Politik, Hukum dan Etika oleh Iwan Darmawan, SH., MH.
Di negara manapun yang sudah maju dan beradab, hukum dipegang dan dijalankan dengan konsisten dan penuh tanggungjawab, karena hanya hukumlah yang memiliki kekuatan mengikat dan menentukan norma serta sanksi, terhadap siapapun yang melanggar dan berakibat hancurnya kepentingan hukum (rechts belangs). Saat ini kita disuguhkan tontonan di semua media tentang dilematis dan sinkretis antara hukum, politik dan etika, yang sebenarnya satu sama lain memiliki kekuatan dan bergaining untuk mengontrol satu sama lain demi terciptanya dan terjaminnya penegakan hukum yang lebih baik, adil dan objektif.
Hukum sebagai Panglima Prof. Mochtar Kusumaatmadja menyatakan bahwa hukum itu sebagai panglima. Pendapat Prof. Mochtar Kusumaatmadja tersebut sangatlah benar, artinya semua aspek dalam kehidupan ini harus diatur oleh hukum. Ahli hukum juga seorang filosof Romawi bernama Cicero berkata “Ubi societas ibi ius” artinya disitu ada masyarakat disitu ada hukum. Hukum yang tegak dan ditaati adalah gambaran masyarakat yang sudah beradab. Sebaliknya hukum yang tidak tegak dan tidak ditaati menggambarkan masyarakat yang masih barbar.

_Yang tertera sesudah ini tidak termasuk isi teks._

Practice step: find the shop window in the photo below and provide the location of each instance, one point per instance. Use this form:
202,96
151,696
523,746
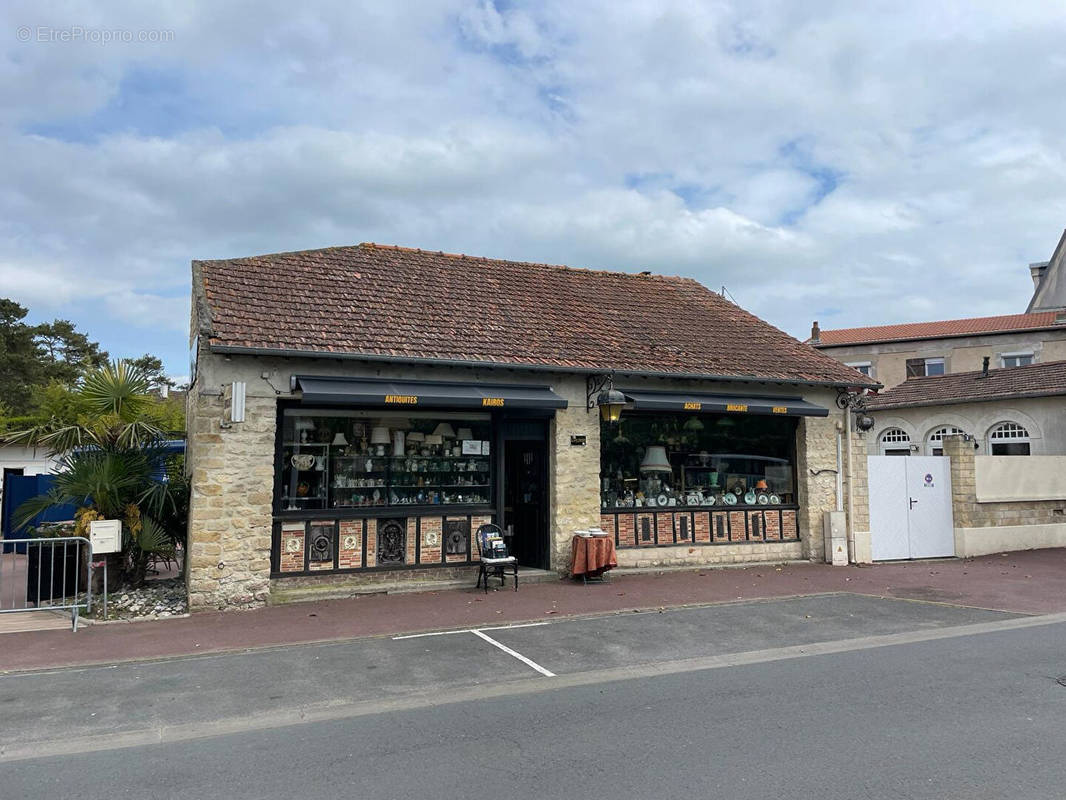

Hukum harus ditempatkan sebagai panglima, agar segala sesuatu berdasarkan hukum yang menjamin adanya ketertiban, kenyamanan dan keamanan keamanan.
Hans Kelsen dengan teorinya hukum murni (the fure theory of law) intinya menekankan bahwa hukum itu harus dijaga kemurniannya yaitu berpegang pada norma atau kaedah yang sudah ditentukan, hukum tidak boleh diintervensi oleh anasir-anasir non yuridis seperi politik, sosial, ekonomi dan sebagainya. Hal ini dimaksudkan agar hukum benar-benar dijadikan pegangan, dan barangsiapa yang melanggarnya maka dapat dikenakan sanksi.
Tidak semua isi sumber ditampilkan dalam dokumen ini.